Elle est au bord de l'effondrement psychique et s'en veut toujours autant de l'avoir laissé partir à cette course d'école. Elle, c'est la maman du jeune Cédric, qui s'est noyé dans les eaux de l'Ardèche un après-midi de septembre 2004. Un sentiment de culpabilité que ne semblent pas partager l'enseignant responsable de cette classe du collège secondaire de Montreux-Ouest, ni le maître d'éducation physique. Tous deux doivent répondre d'homicide par négligence devant le Tribunal correctionnel de l'Est vaudois pour avoir fait preuve d'une vigilance toute relative et omis de respecter certaines directives.

Test controversé

Après un premier acte suivi d'une longue suspension destinée à permettre à la défense de se préparer à l'aggravation des charges (LT du 30.01.2008), le procès a repris mardi à Vevey. Interrogé le premier, le maître de sport n'en démord pas: «J'estime encore aujourd'hui que Cédric avait le niveau nécessaire pour participer à ce camp et à une descente en canoë-kayak avec un gilet de sauvetage.» Ses copains l'ont pourtant décrit comme un mauvais nageur et le garçon, 15 ans, avait surtout échoué à l'un des deux tests d'aptitude nécessaires pour les activités nautiques: celui des 15 mètres en apnée. Trois autres de ses camarades et toutes les filles présentes à cette course étaient dans le même cas.

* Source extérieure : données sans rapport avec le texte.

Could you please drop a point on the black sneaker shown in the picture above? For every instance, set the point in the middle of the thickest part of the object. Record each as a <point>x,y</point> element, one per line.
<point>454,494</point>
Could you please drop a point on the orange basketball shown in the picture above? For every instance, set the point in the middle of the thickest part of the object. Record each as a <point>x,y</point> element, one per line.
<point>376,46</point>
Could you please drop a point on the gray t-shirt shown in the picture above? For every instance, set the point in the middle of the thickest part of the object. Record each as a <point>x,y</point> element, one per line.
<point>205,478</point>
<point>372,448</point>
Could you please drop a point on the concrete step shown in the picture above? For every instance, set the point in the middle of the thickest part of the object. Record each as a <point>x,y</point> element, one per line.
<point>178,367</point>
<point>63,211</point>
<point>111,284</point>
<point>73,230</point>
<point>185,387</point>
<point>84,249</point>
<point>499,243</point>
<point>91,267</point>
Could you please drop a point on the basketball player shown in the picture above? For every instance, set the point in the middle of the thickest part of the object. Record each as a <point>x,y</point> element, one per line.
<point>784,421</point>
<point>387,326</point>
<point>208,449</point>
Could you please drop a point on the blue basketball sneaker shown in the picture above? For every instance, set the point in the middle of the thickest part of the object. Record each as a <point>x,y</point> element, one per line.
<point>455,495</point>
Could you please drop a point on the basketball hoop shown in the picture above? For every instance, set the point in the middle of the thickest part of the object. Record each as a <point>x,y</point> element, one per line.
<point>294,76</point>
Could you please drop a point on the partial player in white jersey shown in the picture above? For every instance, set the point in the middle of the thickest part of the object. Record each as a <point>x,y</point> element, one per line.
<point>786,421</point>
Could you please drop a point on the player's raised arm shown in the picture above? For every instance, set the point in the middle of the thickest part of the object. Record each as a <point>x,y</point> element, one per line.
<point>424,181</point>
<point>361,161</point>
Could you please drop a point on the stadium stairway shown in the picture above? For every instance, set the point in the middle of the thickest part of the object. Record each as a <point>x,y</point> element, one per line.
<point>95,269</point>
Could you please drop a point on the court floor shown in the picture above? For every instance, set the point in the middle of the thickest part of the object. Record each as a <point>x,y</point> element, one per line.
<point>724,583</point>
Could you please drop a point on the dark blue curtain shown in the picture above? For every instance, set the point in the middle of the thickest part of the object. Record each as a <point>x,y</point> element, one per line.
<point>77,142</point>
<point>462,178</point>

De ce test d'apnée, le maître de sport ne pense pas grand bien. «Une directive peu claire, qui ne révèle pas grand-chose du niveau de l'élève.» De plus, celui-ci n'est exigé que pour certaines activités sportives et pas pour une simple baignade. Or, les 16 adolescents de cette classe ne toucheront pas de canoë ce jour-là. Le drame est survenu dès leur arrivée dans ce cadre idyllique du Pont d'Arc, où toutes les consignes sur les dangers de la baignade en rivière se sont vite évaporées.

Normes révisées

Au moment du drame, les normes de sécurité étaient en cours de révision au niveau cantonal. Entendu comme témoin, le chef du Service d'éducation physique et du sport a précisé que l'accompagnateur doit désormais être au bénéfice d'un brevet de sauvetage.

On en était très loin lors de ce mortel périple. L'enseignant responsable, pourtant décrit comme «un perfectionniste», «un forçat du travail» et un modèle à suivre pour tous ses collègues, n'était en fait accompagné que par un chauffeur professionnel qui n'aimait pas l'eau. Son second équipier avait déclaré forfait quelque temps auparavant. Cela ne l'a pas empêché de partir avec ces jeunes dont il avait entendu dire, certes de manière imprécise, que certains ne maîtrisaient pas bien la natation.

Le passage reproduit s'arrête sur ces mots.